I am disappointed that your hiatus has lasted so long. Recently, whilst trawling the information superhighway, I came across a really rough patch of boredom. I sought solace in the comfort and wisdom of your celebrity blog, only to be cast out amongst the bitter nasturtiums of an un-updated web page. Keep it fresh Mr A. Puppet, we're all riding your coat-tails with our mixed metaphors.

Love,

A. P. Servant.


Dear Puppet Fan #2654,

I apologise for the lack of puppet-related activity on the internet recently. If you cast a look further down my blog you will see that on Sunday I reported I was suffering from a very serious infliction known as Swimmer's Ear. Sure, you will hear of a few wowsers here and there brushing this condition aside as merely an "ear ache". I thumb my nose at you, wowsers! I can assure you, Puppet Servant, I'm a very sick boy. The last few days for Angry Puppet have involved a lot of darkened rooms and bed pans, gentle sobbing and ringing a little maid's bell so my PR team could fetch me flat lemonades and chicken noodle soups. Please believe me when I tell you that Swimmer's Ear is no walk in the park.
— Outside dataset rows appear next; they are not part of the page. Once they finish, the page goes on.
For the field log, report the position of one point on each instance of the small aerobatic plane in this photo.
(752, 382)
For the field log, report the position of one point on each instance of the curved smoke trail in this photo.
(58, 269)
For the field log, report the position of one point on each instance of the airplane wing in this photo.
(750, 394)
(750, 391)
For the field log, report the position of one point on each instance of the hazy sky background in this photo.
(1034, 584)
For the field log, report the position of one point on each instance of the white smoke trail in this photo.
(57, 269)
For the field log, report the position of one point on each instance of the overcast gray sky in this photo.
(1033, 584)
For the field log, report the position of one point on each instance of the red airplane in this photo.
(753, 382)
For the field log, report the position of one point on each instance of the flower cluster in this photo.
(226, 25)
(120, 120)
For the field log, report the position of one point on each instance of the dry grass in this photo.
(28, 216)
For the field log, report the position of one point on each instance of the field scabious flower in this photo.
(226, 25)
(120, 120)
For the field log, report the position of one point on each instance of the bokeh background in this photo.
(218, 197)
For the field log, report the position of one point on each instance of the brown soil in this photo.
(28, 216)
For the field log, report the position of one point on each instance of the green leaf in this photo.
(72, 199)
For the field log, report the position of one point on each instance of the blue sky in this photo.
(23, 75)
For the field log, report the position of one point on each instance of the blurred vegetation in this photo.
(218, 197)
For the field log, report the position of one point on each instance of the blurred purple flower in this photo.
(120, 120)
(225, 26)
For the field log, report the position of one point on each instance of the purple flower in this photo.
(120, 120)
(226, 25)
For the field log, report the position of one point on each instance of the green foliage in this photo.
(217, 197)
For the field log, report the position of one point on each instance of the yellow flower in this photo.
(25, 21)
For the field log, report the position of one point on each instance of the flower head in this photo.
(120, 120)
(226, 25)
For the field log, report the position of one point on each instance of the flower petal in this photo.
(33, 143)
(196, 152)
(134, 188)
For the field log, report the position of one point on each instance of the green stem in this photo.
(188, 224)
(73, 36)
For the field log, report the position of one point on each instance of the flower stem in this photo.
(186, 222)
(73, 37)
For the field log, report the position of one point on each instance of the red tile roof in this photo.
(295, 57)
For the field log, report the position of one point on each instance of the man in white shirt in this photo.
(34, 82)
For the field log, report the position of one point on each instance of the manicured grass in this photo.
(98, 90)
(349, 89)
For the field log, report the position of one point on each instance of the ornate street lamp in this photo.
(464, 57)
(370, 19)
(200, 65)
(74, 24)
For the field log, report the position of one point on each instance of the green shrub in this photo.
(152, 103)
Anyhoodle, it seems the worst of it is behind me. Today I managed to muster the strength to hit the "On" button of my laptop. But even that drained me of energy, and so I am presently dictating this entry to PR team member Richard, whilst PR team member Jenny fans me with a palm leaf. Whether I shall ever regain 100% of my strength is yet to be determined. Baby steps, I suppose.

Oh, also, I was suffering from a spot of Puppet's Block. Luckily you wrote me your email, and thus, gave me something to talk about. So kudos to you-dos! As token of my appreciation, Puppet Servant, I will be sending you a 5% Off coupon for any of the fantastic T Shirts in our merch range**.

Live large. Til next time,

- Angry Puppet. 

**Not to be used in conjunction with any other offer. Angry Puppet reserves the right to retract his 5% Off coupon if he decides you look gangly, awkward, or just plain silly in one of his T Shirts. Angry Puppet does not wish for his face to be associated with such sartorial tomfoolery.